How Is HVO Fuel Made?

It is useful to understand how is HVO fuel made to better comprehend why it is such a premium fuel with benefits to both engines and the environment.

Hydrotreated vegetable oil is made from waste products containing carbon like wood waste, used cooking oil, waste animal fats, pitch, and tallow.

How Is HVO Fuel Made

These feedstocks are cracked and reacted with hydrogen, so hydrogenated, to obtain a synthetic fuel which is like kerosene density-wise and chemically similar to mineral diesel although more consistent and clean-burning.

You can see the comparison on this Neste video:

Some key differences:

  • There isn’t any oxygen within HVO, so it has fantastic stability for long term fuel storage without growing algae or clouding in cold weather. It is made differently from FAME biodiesel and is markedly superior.
  • Because it is not really a ‘natural’ product like normal fossil diesel, HVO contains consistent length molecule chains, no sulphur and almost no aromatics, it burns much cleaner than normal DERV so is good for your engine with much lower soot levels.
  • Has a higher cetane number than standard diesel and a higher flash point.
Certainly you will notice the smoothness of using renewable diesel immediately, especially in smaller cars and vans with a manual gear box.

Good News For Refineries!

It will probably have struck you by now, as researching how is HVO fuel made, that petrochemical refineries can fairly easily change a distillation column or cracker to making HVO instead of cracking fossil crude oil.

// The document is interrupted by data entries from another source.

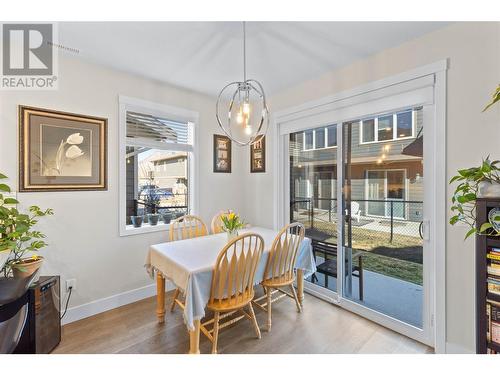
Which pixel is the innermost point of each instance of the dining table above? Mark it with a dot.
(189, 265)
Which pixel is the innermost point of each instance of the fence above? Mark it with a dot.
(392, 216)
(166, 213)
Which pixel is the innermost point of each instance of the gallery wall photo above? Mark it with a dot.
(222, 154)
(60, 151)
(258, 156)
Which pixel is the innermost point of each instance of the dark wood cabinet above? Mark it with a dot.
(483, 243)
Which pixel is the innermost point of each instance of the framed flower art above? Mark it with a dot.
(61, 151)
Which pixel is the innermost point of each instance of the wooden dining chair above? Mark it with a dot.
(279, 271)
(216, 225)
(232, 285)
(183, 228)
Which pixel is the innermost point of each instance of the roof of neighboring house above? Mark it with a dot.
(150, 127)
(159, 157)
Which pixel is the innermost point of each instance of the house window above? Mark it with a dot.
(385, 128)
(368, 130)
(404, 124)
(388, 127)
(331, 136)
(158, 154)
(309, 140)
(319, 138)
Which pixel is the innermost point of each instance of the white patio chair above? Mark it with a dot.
(356, 211)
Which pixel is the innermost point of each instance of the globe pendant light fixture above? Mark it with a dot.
(241, 108)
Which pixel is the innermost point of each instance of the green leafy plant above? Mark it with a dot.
(16, 229)
(495, 98)
(465, 195)
(231, 222)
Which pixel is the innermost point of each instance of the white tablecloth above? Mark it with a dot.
(189, 265)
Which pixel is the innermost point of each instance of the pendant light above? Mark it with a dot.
(241, 108)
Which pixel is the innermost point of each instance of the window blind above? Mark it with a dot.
(157, 129)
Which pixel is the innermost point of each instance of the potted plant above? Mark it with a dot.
(472, 181)
(231, 223)
(136, 221)
(153, 219)
(477, 182)
(18, 237)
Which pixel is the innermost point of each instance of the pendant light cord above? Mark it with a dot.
(244, 52)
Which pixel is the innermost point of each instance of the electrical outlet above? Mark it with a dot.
(70, 283)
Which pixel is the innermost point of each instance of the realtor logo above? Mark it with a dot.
(28, 56)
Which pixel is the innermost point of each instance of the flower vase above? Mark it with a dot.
(231, 235)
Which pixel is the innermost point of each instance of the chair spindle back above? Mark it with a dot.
(185, 227)
(234, 271)
(281, 261)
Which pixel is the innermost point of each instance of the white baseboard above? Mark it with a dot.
(112, 302)
(452, 348)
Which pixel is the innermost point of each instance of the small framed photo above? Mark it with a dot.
(61, 151)
(222, 154)
(258, 156)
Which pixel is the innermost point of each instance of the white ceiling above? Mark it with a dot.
(204, 56)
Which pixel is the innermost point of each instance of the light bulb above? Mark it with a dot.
(246, 108)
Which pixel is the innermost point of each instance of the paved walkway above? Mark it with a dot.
(397, 298)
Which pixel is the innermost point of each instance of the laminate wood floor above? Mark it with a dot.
(320, 328)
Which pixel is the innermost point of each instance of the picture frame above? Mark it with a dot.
(61, 151)
(258, 156)
(222, 154)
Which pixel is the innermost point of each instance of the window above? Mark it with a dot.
(404, 124)
(158, 158)
(308, 140)
(318, 138)
(368, 129)
(332, 136)
(388, 127)
(385, 128)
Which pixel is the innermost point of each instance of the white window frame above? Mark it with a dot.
(314, 139)
(172, 113)
(394, 128)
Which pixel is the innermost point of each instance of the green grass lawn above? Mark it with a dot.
(401, 258)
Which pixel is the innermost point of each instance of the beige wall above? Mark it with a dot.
(473, 50)
(84, 234)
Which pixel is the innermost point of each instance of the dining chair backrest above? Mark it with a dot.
(185, 227)
(281, 261)
(216, 225)
(234, 271)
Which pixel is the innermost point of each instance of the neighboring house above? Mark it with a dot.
(167, 170)
(386, 164)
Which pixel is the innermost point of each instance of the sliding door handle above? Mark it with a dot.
(425, 230)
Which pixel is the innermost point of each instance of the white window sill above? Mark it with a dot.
(130, 230)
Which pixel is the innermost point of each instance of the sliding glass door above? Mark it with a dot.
(383, 244)
(362, 202)
(313, 196)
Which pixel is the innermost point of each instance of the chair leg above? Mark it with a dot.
(176, 295)
(299, 308)
(216, 332)
(268, 289)
(254, 320)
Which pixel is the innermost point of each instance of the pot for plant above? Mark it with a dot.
(136, 221)
(153, 219)
(487, 189)
(167, 217)
(27, 267)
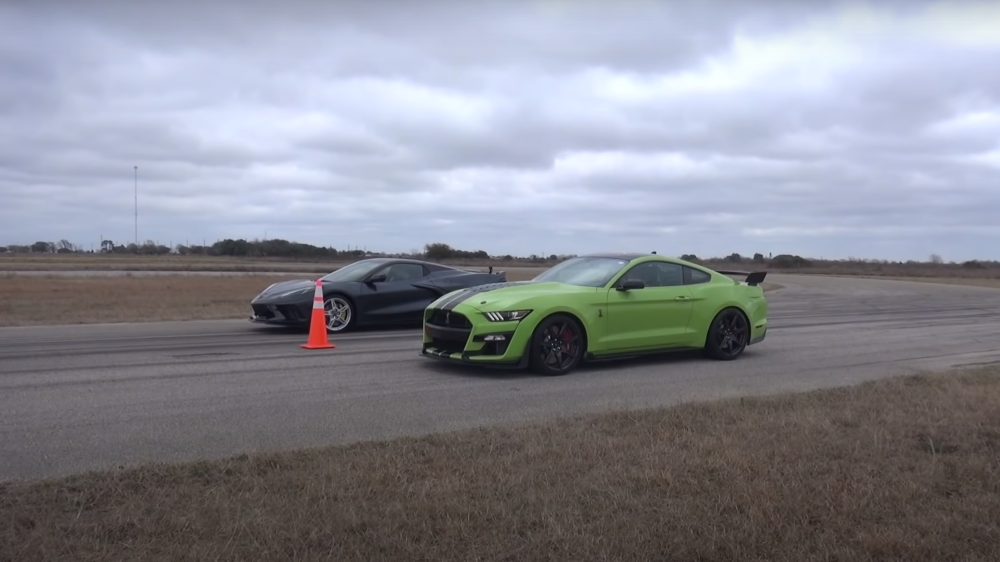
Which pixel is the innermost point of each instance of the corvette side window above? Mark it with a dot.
(403, 271)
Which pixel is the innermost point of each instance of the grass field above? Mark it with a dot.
(127, 262)
(51, 300)
(901, 469)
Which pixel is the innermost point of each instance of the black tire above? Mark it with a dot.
(728, 336)
(557, 346)
(333, 327)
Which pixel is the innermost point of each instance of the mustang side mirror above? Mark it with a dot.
(630, 284)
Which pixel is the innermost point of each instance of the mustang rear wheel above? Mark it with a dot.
(557, 345)
(728, 336)
(339, 314)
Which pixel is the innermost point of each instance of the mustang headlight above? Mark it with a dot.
(506, 315)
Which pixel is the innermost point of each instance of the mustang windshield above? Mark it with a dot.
(355, 271)
(588, 272)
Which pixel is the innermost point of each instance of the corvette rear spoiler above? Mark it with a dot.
(753, 278)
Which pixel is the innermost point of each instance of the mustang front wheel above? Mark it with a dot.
(339, 314)
(556, 347)
(728, 336)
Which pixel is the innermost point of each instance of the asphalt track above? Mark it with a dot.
(76, 398)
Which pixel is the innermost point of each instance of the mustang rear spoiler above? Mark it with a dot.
(752, 278)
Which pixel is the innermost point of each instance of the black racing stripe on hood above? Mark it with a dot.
(466, 294)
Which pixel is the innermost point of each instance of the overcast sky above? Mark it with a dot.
(512, 126)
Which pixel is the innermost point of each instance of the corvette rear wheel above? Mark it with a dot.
(728, 336)
(339, 314)
(556, 347)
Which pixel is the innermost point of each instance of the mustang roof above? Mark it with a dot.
(617, 255)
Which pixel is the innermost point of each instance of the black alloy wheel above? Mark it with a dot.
(728, 336)
(556, 346)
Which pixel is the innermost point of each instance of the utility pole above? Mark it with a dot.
(137, 207)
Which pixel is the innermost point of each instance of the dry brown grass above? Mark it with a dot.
(967, 281)
(48, 300)
(51, 300)
(904, 469)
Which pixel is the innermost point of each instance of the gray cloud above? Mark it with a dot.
(515, 127)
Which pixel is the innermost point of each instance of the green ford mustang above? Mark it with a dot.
(595, 307)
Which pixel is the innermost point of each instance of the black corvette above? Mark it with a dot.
(379, 291)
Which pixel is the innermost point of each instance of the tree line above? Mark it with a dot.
(435, 251)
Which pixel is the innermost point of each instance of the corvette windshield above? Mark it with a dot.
(355, 271)
(587, 272)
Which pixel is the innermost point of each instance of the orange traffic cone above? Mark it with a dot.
(317, 325)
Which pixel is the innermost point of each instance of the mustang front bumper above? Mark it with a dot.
(464, 335)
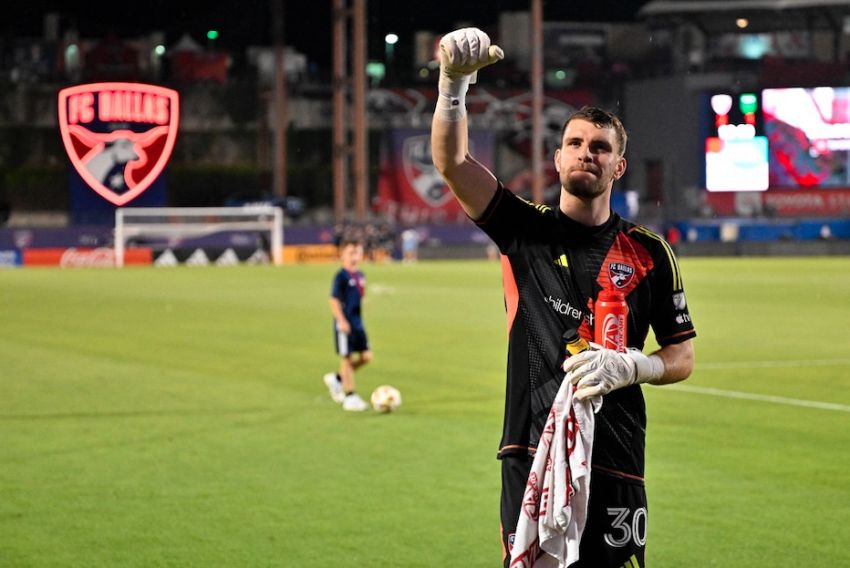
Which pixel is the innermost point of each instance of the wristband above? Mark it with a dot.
(451, 100)
(647, 368)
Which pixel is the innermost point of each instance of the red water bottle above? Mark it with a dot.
(611, 319)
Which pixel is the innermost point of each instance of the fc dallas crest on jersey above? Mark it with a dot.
(119, 136)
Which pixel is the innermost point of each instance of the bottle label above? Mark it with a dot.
(613, 334)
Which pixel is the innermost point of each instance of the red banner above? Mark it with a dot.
(410, 190)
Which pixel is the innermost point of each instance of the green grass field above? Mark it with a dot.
(176, 417)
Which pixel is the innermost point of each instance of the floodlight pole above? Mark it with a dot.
(358, 149)
(360, 172)
(340, 86)
(537, 181)
(280, 118)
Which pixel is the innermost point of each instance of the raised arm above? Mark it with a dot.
(462, 53)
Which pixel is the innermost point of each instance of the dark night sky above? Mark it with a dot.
(307, 22)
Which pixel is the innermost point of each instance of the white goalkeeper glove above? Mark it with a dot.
(462, 53)
(598, 371)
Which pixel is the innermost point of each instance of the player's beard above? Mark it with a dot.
(583, 186)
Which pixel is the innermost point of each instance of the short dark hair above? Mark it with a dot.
(603, 119)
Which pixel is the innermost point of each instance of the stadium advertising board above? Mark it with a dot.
(788, 148)
(735, 155)
(410, 189)
(118, 136)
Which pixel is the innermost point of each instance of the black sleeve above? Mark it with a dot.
(671, 320)
(509, 220)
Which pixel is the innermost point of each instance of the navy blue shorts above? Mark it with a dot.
(354, 342)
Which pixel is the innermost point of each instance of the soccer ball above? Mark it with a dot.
(386, 398)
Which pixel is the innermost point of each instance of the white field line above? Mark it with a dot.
(840, 362)
(761, 397)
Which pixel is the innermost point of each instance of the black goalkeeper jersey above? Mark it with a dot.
(552, 270)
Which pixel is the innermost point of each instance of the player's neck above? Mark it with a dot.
(590, 212)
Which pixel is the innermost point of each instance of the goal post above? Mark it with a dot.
(193, 222)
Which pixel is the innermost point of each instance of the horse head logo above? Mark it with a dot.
(119, 136)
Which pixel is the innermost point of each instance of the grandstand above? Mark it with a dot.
(658, 68)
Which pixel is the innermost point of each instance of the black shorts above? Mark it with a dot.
(354, 342)
(615, 533)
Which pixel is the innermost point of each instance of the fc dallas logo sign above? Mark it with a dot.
(119, 136)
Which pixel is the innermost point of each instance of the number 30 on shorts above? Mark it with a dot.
(626, 527)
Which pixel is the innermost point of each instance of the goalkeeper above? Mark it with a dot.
(555, 261)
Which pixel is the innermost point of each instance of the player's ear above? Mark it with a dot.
(620, 169)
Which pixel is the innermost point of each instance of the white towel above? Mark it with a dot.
(554, 506)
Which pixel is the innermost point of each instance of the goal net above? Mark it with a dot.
(164, 228)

This is in fact what is happening in the UK on the Humber and across the world in France, Finland, Holland and the USA with sites gearing up to refine waste instead of fossil crude oil.

HVO diesel production refinery

Many heavy lorries are using HVO fuel already, this is in part because it is getting cheaper and more plentiful and there is no hassle of changing fuel tanks or engines because you can mix it readily with normal diesel.

Because HVO is made from waste, the local councils, haulage, plant hire, and construction firms that are using HVO are in fact enjoying a 90% cut in net greenhouse gas emissions!

They are saving 2.2kg of carbon per litre burned, using less AdBlue, drastically cutting air pollution and as there is an 80% cut in particulates and soot, well they hardly need DPF filters anymore!